Some malt, some kilt-shaped love. It just feels right today. Off to the cellar for a Burning Skye Scottish Style Ale from Empyrean Brewing Company, brewed and bottled in Lincoln, Nebraska.

First of all, this is a good beer. But while brewvana is a pretty positive place, I’ve gotta ask, “Why put Cascade hops in a Scottish beer?” I’m all for creativity, but this beer just doesn’t seem the place for it. It’s probably because I’m very partial to Scottish and Scotch ales, but not completely. A little truth in labeling would happy this camper straight away.

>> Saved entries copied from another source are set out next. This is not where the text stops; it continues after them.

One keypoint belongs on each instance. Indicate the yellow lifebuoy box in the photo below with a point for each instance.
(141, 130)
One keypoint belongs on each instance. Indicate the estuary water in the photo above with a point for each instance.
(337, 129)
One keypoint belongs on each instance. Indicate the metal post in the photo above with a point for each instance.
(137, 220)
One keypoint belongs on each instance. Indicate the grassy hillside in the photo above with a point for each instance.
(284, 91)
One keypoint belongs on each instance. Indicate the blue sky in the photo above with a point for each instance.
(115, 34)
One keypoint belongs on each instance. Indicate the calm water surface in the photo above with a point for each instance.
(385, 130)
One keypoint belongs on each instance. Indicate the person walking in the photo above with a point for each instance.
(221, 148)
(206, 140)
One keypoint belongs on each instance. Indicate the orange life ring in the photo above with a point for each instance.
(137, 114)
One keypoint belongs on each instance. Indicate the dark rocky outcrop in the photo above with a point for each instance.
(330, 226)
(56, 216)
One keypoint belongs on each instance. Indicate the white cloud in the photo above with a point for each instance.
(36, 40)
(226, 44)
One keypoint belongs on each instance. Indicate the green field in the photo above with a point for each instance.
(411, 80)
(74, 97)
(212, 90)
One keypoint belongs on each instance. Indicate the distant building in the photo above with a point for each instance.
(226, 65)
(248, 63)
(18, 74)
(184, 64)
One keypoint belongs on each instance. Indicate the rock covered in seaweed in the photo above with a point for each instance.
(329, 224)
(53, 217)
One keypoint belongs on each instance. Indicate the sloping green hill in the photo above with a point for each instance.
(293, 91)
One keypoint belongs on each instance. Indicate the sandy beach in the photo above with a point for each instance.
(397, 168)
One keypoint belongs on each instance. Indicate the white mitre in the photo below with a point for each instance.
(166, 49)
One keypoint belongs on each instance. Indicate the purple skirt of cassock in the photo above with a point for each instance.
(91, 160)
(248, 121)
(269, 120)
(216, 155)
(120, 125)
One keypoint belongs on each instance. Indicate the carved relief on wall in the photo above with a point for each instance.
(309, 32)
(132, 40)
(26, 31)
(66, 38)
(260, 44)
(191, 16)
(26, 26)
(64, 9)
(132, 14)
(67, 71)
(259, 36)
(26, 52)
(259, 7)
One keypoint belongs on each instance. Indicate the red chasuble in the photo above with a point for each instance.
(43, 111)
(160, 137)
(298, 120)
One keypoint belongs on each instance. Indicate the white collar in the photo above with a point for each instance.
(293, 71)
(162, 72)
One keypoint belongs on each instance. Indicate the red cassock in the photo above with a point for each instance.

Bringing up a different beer will show that I’m not trying to establish myself as the Style Police. People like that can be a little annoying, though we’ve all got a need to put things into neat little boxes from time to time.

Highland Brewing Company’s Tasgall Ale is a “Scotch Ale,” and a bloody good beer, but it’s got a significant hop profile. Thankfully, HBC’s description throws this in: “Its increased hop level is a modest departure from a true Scotch-style ale.” Moreover, all of Oscar’s sales reps give a great description of this beer when talking to the public. I’ve heard at least four different reps point out how Tasgall is “just a wee bit different” at tastings and beer festivals. I’ve told Oscar Wong (Highland’s Founder, Owner, President, Chief Peddler, Schmoozing and Cleanup Guy) how much I appreciated this. He’s a good guy, his people are good people and his beer is good beer.

Now well-digressed from my pint of Burning Skye, I should say that the hops aren’t intense, but they are present, both in the flavoring and the bittering. Those aren’t the reasons I pick up a sixer of Scottish ale at the store. I’m looking for smooth malt, a little caramel, maybe a touch of peat. Burning Skye has these qualities, but also this added other nuance that doesn’t make me groovy. I can taste that touch of Cascade, and it effects the finish, to me, in an undesirable way. I get it when I breathe out, and I’m really just longing for something different.

If you handed me one and simply said, “Hey, try this tasty beer,” I would try it and like it. I like it today, it’s just not what I hoped for.